Chapitre 4 — La fléchette et la rouquine
Salut les jeunes ! On s’était quittés sur une note un peu triste, non ? Rassurez-vous, je suis toujours là pour raconter. Ça signifie que l’histoire finit bien, non ? Ou du moins, pas trop mal.
Oui, petite damoiselle ? Encore une question ? Tu veux savoir si Cynthia et moi, on est ensemble ? Petite curieuse… Je t’ai déjà dit que tu le sauras à la fin. Mais je peux te promettre une chose : quelle que soit l’issue, tu ne seras pas déçue.
Puis-je reprendre ? Très bien. J’en étais à ma découverte de la vérité. Ou plutôt, au moment où cette dernière m’a été assénée comme un bon coup de poing américain en pleine face.
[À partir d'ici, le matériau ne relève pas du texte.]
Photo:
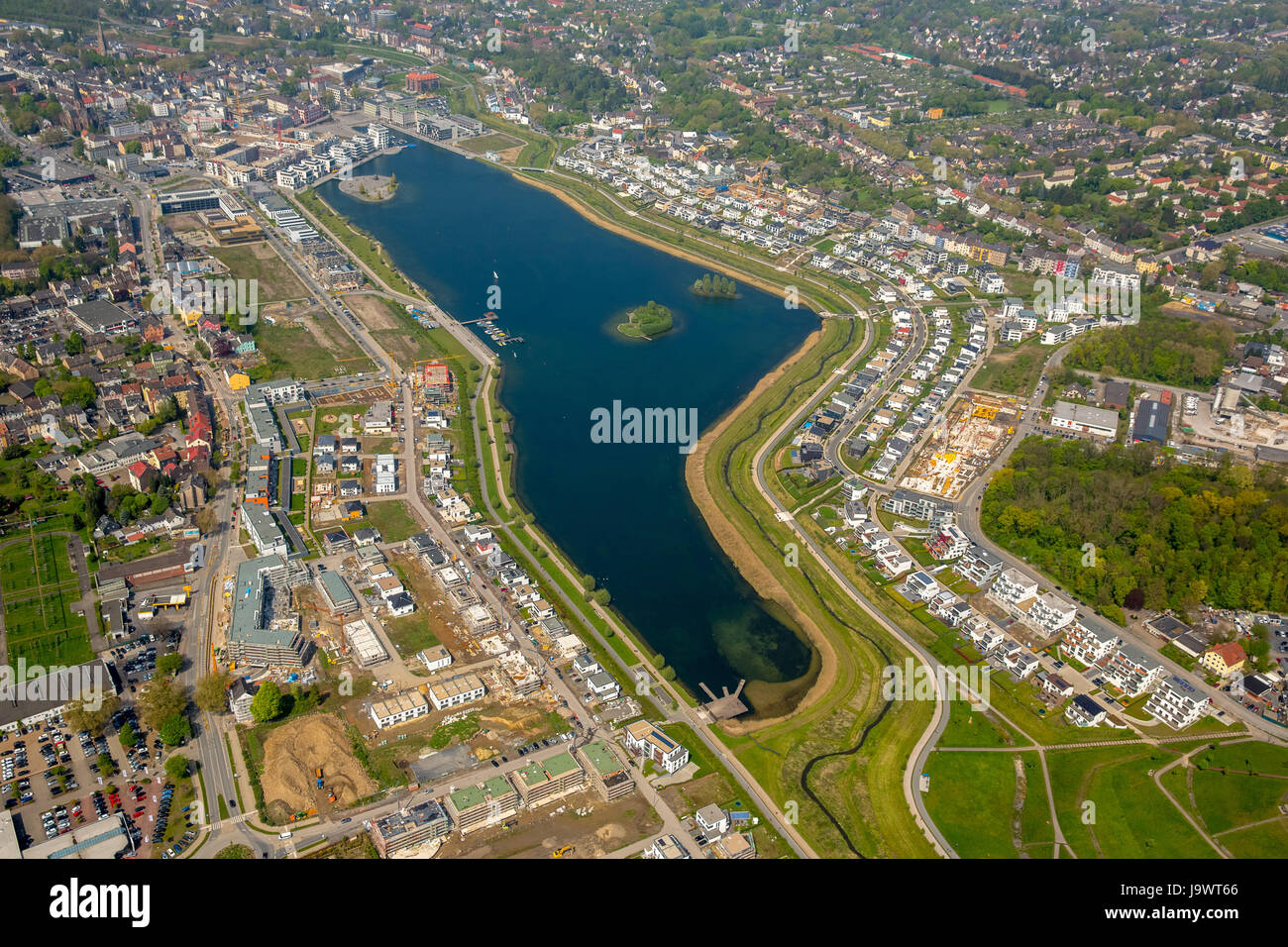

Je mentirais si je disais que je ne m’en doutais pas déjà.
Pourquoi ? Sérieusement, vous me demandez pourquoi ? Vous croyez qu’on grandit en tant que sang-mêlé dans une ambiance parfaitement banale ?
Spoiler : non.
Il m’est arrivé quelques petites anecdotes… originales.
Hein ? Tu veux des exemples ? T’as dit quoi, tête d’œuf ? “Accouche” ? Tsss. Ne dis pas ça au fils du dieu de la médecine, il pourrait t’arriver des bricoles…
Et tu rigoles en plus. Je n’ai vraiment aucune autorité.
Bon. Soyons sérieux deux secondes. Je dois bien en avoir une, d’histoire.
J’avais huit ans.
Ma mère, pleine de bonnes intentions, avait pensé qu’un jeu de fléchettes ferait un excellent cadeau d’anniversaire. Elle a vite changé d’avis.
J’étais ravi, bien sûr. J’ai installé la cible dans le jardin, fixée tant bien que mal sur un pieu enfoncé dans la terre. Et à ma grande joie… j’ai fait mouche. À tous les coups. Sans exception.
Évidemment, mon ego s’est gonflé comme une baudruche. J’ai commencé à viser tout ce que je voyais : troncs d’arbre, buissons, fleurs. Une vraie démonstration de précision mortelle.
Et c’est là que tout a dérapé.
Une feuille. Petite. Brillante. D’un vert éclatant. Je l’ai vue frémir dans un buisson. Elle m’a semblé faible. Parfaite pour un tir.
J’ai lancé. Presque aussitôt, un cri perçant a déchiré l’air. J’ai sursauté, lâchant mes fléchettes, qui se sont éparpillées dans l’herbe.
Ma mère a accouru, affolée.
- Tu es blessé ? Tout va bien ?
Rouge, tremblant, définitivement coupable, j’ai senti les larmes monter.
- Maman… j’ai tué quelqu’un.
Elle s’est figée. M’a saisi par les épaules.
- Pardon ?!
Convaincu d’avoir commis un meurtre, je lui ai tout raconté. J’étais sûr que la police allait venir m’arrêter. Que je passerais le reste de mes jours en prison, à pleurer sur mon sort.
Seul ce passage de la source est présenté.